America at Large: Tommy Zbikowski won't be the first college football star to perform in another sport at Madison Square Garden, writes George Kimball.
I can recall having watched Herschel Walker, and before him, OJ Simpson, compete in the 60-yard dash at the Millrose Games, but when Tommy Z steps into the ring against an as-yet undetermined opponent on the night of June 10th he will be the first Notre Dame football captain to make his professional boxing debut in the world's most storied arena.
The Miguel Cotto-Paulie Malignaggi world light welterweight title bout will nominally be the main event, deliberately scheduled to coincide with New York's Puerto Rican Day Parade in what promoter Bob Arum has proclaimed boxing's version of "West Side Story". (Malignaggi, is a New York-born Italian-American but spent part of his boyhood in Sicily; we can't help but wonder how Cotto is going to react if he ever figures out that Arum's "West Side Story" analogy casts him in the role of Maria.)
But both the New York Irish and the Fighting Irish will have a vested rooting interest as well. John Duddy, the gifted Derry middleweight, will put his unbeaten (16-0) record, along with his WBC "Continental Americas" title on the line against Chicagoan Freddy Cuevas, while Zbikowski will fulfil what he says is a lifelong dream by participating in his first professional fight.
Just last weekend Zbikowski - or "Tommy Z," as his ring nom de guerre appears destined to be - was on the football field in South Bend, participating in the annual intrasquad Blue-Gold scrimmage that celebrates the end of Notre Dame's spring practices.
Zbikowski, listed as a 202lb-pound safety, plans to weigh in around 215 for the Garden fight. Last season his 71 tackles ranked fourth among the Fighting Irish, and he was named a third-team All-American as a junior. He is also Notre Dame's principal punt return man last year, and just two weeks ago was elected defensive captain for the 2006 season by a vote of his team-mates, two dozen or so of whom plan to attend the June 10th boxing card.
The NCAA has already ruled that Tommy Z's boxing activities won't violate his collegiate football eligibility, and while university head coaches as a rule don't like to see their best players getting smacked in the head, at least not away from the football field, Charlie Weis has already given the enterprise his blessing.
"It's a good summer job," said Weis.
"I've been boxing competitively for as long as I've been playing organized football," said Zbikowski, a veteran of 90 amateur bouts. (His record is 75-15.) "For me, the two sports have aspects that have complemented one another and helped make me a better athlete in each."
Two days after the Blue-Gold Game, Zbikowski held court at the university's Isban Auditorium on Monday, certainly the first time that Notre Dame's sports information office had convened a press conference to announce a professional boxing event.
He brought along with him his lawyer/advisor, Mike Joyce, who voiced the opinion that, had be focused on boxing instead of football, Tommy Z could likely have qualified for the US Olympic team." (Having watched the American superheavyweight entry, Jason Estrada, perform in Athens two years ago, we have no reason do doubt that.)
"If he wasn't playing football at the University of Notre Dame, people would probably talk about this kid as the next Mike Tyson - or maybe the Anti-Tyson as far as outside-the-ring behaviour goes," said Joyce. "His skills are that good."
The Sweet Science could also provide Zbikowski with a fall-back position down the road.
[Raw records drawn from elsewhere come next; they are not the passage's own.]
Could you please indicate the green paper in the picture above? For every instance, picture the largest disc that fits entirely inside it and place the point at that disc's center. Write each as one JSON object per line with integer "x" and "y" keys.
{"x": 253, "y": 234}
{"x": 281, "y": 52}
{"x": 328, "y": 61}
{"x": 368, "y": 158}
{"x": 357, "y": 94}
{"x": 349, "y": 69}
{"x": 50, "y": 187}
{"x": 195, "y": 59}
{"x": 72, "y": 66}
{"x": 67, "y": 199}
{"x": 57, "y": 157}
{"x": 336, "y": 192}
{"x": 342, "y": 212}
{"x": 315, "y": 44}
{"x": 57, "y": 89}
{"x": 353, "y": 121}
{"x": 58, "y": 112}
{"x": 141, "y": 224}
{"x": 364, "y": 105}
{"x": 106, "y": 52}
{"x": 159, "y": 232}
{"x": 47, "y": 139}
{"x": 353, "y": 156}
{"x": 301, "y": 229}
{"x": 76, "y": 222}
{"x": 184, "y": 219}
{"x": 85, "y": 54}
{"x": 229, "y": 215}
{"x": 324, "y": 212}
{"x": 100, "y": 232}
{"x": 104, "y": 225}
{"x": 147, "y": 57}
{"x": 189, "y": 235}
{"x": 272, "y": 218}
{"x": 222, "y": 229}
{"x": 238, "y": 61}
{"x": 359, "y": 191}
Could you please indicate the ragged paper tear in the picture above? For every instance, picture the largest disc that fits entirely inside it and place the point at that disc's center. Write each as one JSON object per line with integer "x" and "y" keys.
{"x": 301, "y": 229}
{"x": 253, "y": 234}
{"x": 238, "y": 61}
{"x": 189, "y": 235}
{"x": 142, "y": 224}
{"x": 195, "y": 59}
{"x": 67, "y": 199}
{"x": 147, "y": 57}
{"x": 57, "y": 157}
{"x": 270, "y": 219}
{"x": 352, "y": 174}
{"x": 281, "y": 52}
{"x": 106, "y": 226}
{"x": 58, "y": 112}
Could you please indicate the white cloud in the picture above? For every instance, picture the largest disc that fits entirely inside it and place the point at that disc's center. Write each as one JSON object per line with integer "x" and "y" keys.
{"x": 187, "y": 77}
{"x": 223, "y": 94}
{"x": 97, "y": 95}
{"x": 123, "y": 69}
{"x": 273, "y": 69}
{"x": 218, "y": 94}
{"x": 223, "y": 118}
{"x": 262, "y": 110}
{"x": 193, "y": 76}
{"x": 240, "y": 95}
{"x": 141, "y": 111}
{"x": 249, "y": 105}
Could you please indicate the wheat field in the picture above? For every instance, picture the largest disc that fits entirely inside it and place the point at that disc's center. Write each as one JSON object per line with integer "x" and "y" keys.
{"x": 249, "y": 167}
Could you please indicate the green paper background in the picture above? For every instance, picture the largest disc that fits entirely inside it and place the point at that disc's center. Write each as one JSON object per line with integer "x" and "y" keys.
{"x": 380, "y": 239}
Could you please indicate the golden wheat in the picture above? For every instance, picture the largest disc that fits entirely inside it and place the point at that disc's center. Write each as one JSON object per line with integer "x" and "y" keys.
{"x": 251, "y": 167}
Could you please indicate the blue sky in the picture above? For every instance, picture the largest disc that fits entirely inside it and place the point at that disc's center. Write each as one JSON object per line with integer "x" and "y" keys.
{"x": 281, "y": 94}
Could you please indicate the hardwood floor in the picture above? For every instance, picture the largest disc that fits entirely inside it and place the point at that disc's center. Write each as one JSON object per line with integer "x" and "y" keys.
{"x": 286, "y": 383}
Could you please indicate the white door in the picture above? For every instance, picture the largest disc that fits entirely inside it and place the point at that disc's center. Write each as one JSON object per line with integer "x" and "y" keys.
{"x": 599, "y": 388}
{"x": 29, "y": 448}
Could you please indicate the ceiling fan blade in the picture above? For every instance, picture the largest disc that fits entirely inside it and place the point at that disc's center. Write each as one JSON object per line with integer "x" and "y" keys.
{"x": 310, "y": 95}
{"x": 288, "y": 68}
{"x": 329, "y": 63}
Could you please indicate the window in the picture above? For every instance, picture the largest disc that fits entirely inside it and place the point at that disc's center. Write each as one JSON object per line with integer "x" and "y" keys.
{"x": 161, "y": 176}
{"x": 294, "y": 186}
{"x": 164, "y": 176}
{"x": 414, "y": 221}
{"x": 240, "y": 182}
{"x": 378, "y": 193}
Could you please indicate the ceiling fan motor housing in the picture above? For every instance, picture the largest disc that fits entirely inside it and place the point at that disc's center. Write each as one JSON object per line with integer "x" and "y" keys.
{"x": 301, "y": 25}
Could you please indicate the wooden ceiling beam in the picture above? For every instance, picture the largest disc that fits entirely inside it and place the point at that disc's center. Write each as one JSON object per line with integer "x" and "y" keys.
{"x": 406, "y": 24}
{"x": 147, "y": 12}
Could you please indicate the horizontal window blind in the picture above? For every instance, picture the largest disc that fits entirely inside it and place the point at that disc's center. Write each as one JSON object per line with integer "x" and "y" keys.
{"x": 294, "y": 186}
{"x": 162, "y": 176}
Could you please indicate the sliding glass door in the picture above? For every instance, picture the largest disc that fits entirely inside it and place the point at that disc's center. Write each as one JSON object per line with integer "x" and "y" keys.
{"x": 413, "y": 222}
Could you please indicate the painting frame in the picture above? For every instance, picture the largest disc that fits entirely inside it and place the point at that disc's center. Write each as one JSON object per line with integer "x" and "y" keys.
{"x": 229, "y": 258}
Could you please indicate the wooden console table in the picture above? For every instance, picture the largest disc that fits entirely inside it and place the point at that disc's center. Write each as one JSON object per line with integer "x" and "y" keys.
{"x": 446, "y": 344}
A pro football career would seem a dubious proposition in that, despite his collegiate credentials, he is a bit slow afoot as NFL defensive backs go. (An alternative might be to add weight in the hope of transforming himself into a smallish linebacker.)
Although Zbikowski knows who his next football opponent will be - Georgia Tech, on September 2nd - he doesn't even know who he will be fighting in New York, but trust me, it is unlikely that Charlie Weis will have much to worry about when it comes to his safety getting injured in the ring.
The football player, who has never been knocked down, much less out, as an amateur, noted that "I've been through 90 fights and sparred with some of the best boxers in Chicago. You can get hurt doing anything."
Zbikowski plans to work out around South Bend for the next couple of weeks until classes end, and then travel to Miami, where he will prepare for the June bout under the tutelage of Hall of Fame trainer Angelo Dundee.
Tommy Z has even persuaded his mother, Sue, to attend the Madison Square Garden event, and Sue hasn't watched her son box in the flesh since he was 12 years of age.
"She usually just watches the tapes once the fights are over and she knows the outcome," said Zbikowski. "I don't think she likes seeing her little baby getting punched."